The regex() works both as a filter and can extract new fields using a regular expression. The regular expression can contain one or more named capturing groups. Fields with the names of the groups will be added to the events.

ParameterTypeRequiredDefaultDescription
fieldstringoptional[a]@rawstring Specifies the field to run the regular expression against.
flagsstringoptional[a]m Specifies regex modifier flags.
  Valid Values
   dPeriod (.) also includes newline characters
   iIgnore case for matched values
   mMulti-line parsing of regular expressions
limitintegeroptional[a]100 Defines the maximum number of events to produce. A warning is produced if this limit is exceeded, unless the parameter is specified explicitly.
regex[b]stringrequired  Specifies a regular expression. The regular expression can contain one or more named capturing groups. Fields with the names of the groups will be added to the events.
repeatbooleanoptional[a]false If set to true, multiple matches yields multiple events.
  Valid Values
   falseMatch at most one event
   trueMatch multiple events
strictbooleanoptional[a]true Specifies if events not matching the regular expression should be filtered out of the result set.
  Valid Values
   falseEvents not matching the regular expression are not filtered out then the regex matches.
   trueEvents not matching the regular expression are filtered out of the result set.

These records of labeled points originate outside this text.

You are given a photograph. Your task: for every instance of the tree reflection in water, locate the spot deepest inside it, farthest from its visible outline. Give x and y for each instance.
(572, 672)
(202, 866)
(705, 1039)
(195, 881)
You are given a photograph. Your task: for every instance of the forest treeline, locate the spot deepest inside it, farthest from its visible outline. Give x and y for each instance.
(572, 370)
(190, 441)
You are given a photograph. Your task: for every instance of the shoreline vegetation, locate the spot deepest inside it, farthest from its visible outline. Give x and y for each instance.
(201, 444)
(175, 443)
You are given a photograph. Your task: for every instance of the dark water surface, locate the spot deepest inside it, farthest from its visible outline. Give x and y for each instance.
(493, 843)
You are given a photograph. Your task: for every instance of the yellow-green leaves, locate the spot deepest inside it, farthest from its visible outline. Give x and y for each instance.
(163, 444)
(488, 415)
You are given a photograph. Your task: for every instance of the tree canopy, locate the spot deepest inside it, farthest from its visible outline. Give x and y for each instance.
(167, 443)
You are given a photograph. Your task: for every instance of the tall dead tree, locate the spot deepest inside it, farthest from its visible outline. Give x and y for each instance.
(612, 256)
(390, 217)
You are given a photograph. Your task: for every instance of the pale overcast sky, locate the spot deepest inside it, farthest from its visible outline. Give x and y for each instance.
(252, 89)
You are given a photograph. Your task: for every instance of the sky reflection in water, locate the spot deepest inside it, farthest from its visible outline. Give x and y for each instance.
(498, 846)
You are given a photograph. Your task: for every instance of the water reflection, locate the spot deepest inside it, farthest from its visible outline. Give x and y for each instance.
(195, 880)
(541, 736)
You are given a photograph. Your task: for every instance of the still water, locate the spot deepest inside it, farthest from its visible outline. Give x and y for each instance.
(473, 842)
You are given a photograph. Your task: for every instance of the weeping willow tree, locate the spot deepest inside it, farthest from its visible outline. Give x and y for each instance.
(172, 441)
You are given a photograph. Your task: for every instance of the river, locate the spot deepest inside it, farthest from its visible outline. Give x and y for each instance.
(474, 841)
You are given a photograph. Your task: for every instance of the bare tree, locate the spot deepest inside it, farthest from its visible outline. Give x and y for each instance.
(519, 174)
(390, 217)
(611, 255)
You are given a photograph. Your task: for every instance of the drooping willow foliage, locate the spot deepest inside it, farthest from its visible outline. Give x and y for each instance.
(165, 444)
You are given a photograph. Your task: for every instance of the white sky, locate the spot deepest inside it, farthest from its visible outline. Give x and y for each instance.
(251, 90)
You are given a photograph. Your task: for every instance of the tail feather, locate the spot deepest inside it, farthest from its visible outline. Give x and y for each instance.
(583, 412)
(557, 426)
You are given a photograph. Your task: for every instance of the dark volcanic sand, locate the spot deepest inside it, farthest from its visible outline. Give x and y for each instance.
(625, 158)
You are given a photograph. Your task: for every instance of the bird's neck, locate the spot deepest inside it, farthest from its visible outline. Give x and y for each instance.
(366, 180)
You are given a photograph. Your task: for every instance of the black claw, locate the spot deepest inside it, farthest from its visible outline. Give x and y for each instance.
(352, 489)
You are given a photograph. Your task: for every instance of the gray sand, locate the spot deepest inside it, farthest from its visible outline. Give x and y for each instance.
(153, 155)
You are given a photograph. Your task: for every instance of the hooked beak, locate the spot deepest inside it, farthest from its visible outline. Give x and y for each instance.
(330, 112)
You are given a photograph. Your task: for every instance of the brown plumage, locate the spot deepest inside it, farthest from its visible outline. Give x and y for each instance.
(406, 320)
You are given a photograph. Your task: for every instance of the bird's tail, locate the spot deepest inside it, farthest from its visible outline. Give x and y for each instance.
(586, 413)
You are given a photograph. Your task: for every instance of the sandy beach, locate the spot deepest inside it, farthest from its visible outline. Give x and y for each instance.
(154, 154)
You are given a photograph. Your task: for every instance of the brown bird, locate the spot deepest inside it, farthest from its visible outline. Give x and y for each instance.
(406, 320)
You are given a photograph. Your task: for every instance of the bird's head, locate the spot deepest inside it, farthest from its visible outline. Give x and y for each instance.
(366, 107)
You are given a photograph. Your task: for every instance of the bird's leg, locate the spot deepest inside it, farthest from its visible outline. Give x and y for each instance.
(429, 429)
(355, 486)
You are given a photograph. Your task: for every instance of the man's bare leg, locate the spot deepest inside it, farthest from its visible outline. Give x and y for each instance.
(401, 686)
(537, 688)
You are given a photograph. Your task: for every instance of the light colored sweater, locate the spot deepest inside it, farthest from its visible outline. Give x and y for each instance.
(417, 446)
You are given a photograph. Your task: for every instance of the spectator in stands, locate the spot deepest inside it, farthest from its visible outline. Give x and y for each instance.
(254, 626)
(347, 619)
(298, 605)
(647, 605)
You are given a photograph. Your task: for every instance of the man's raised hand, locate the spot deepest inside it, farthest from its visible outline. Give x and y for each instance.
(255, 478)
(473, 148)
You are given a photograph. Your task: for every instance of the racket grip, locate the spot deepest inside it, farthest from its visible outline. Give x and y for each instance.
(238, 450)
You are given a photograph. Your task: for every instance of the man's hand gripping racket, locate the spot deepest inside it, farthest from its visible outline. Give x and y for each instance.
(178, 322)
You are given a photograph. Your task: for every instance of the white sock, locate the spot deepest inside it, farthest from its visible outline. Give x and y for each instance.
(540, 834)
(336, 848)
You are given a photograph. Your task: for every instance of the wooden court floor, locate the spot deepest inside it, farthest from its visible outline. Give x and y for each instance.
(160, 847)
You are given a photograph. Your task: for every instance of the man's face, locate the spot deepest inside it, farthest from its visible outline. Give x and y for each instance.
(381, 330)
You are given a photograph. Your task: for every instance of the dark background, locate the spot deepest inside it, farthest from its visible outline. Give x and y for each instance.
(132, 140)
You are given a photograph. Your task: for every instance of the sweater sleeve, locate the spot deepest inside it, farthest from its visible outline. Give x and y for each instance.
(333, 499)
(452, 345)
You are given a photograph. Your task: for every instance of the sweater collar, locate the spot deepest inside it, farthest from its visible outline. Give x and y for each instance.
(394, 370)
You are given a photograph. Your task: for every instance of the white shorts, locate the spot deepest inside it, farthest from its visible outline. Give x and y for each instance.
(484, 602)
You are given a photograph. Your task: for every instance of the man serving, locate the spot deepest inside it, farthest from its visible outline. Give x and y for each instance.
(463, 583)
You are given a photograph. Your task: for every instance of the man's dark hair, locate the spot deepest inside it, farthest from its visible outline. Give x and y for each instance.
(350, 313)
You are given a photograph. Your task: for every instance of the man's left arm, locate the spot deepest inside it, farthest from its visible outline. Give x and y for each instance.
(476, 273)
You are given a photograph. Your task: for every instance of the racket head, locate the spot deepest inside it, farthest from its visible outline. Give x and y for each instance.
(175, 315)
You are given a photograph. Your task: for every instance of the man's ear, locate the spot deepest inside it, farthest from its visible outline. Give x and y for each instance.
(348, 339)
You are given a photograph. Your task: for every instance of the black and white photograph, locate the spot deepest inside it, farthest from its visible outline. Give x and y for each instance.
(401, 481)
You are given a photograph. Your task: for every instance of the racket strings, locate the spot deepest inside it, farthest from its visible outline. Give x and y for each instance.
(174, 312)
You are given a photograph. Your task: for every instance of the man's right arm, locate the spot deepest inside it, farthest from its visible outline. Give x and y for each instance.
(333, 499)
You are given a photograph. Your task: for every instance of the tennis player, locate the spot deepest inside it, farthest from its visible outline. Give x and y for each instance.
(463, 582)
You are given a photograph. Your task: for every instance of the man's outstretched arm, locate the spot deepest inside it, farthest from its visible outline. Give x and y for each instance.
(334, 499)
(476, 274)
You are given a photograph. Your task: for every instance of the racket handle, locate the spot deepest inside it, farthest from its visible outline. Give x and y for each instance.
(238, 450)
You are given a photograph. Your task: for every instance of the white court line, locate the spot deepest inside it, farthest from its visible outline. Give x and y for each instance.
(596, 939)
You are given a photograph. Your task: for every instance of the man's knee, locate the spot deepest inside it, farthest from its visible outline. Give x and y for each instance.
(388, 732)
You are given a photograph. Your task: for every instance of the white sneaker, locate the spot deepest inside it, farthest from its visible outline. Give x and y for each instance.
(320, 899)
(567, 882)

[a] Optional parameters use their default value unless explicitly set

[b] The argument name regex can be omitted.

Omitted Argument Names

The argument name for regex can be omitted; the following forms of this function are equivalent:

logscale
regex("value")

and:

logscale
regex(regex="value")

Regular expressions in LogScale allow you search (filter) and extract information and are a very common part of the LogScale language and syntax.

LogScale uses JitRex which closely follows — but does not entirely replicate — the syntax of RE2J regular expressions, which is very close to Java's regular expressions. See Regular Expression Syntax for more information.

Note

To ensure compatibilty, it is recommended to always test your regular expressions inside LogScale, instead of a 3rd party regex tool.

Escaping Characters

Care needs to be taken when escaping characters in the regular expression submitted to the regex() function. The functions uses the \ backslash character to indicate when an individual character needs to be escaped, which is used in many common situations to indicate the original character. This works for all characters except the backslash itself. Within regex() you must double-escape the backslash; this is because it needs to be escapef for definition within the string, and then again when the regular expressed is parsed.

This can cause complexities when looking for filenames that use the backslash (e.g. Windows filename \Windows\tmp\myfile.txt). The following regular expression will not work as expected:

logscale
regex("\\(?<file_name>[^\\]+$)")

The regular expression is trying to identify all the text between the \ character. However, because we are submitting a string to the regex(), the regular exprssion will be expanded to:

logscale
\(?<file_name>[^\]+$)

Because the backslash is only escaped once the expression will fail. Instead, escape the backslash twice:

logscale
regex("\\\\(?<file_name>[^\\\\]+$)")

Two alternatives exist to avoid this:

  • Use the ASCII character code (\x5c) to specify the backslash:

    logscale
    regex("\x5c\x5c(?<file_name>[^\x5c\x5c]+$)")
  • Use the /regex which is only parsed once and so only needs to be escaped once:

    logscale
    /\\(?<file_name>[^\\]+$)

Comparing regex() and /regex/ Syntax

The regex() provides similar functionality to the /regex/ syntax, however, the regex() function searches specific fields (and only @rawstring by default). In contrast, the /regex/ syntax searches all sent and parsed fields and @rawstring.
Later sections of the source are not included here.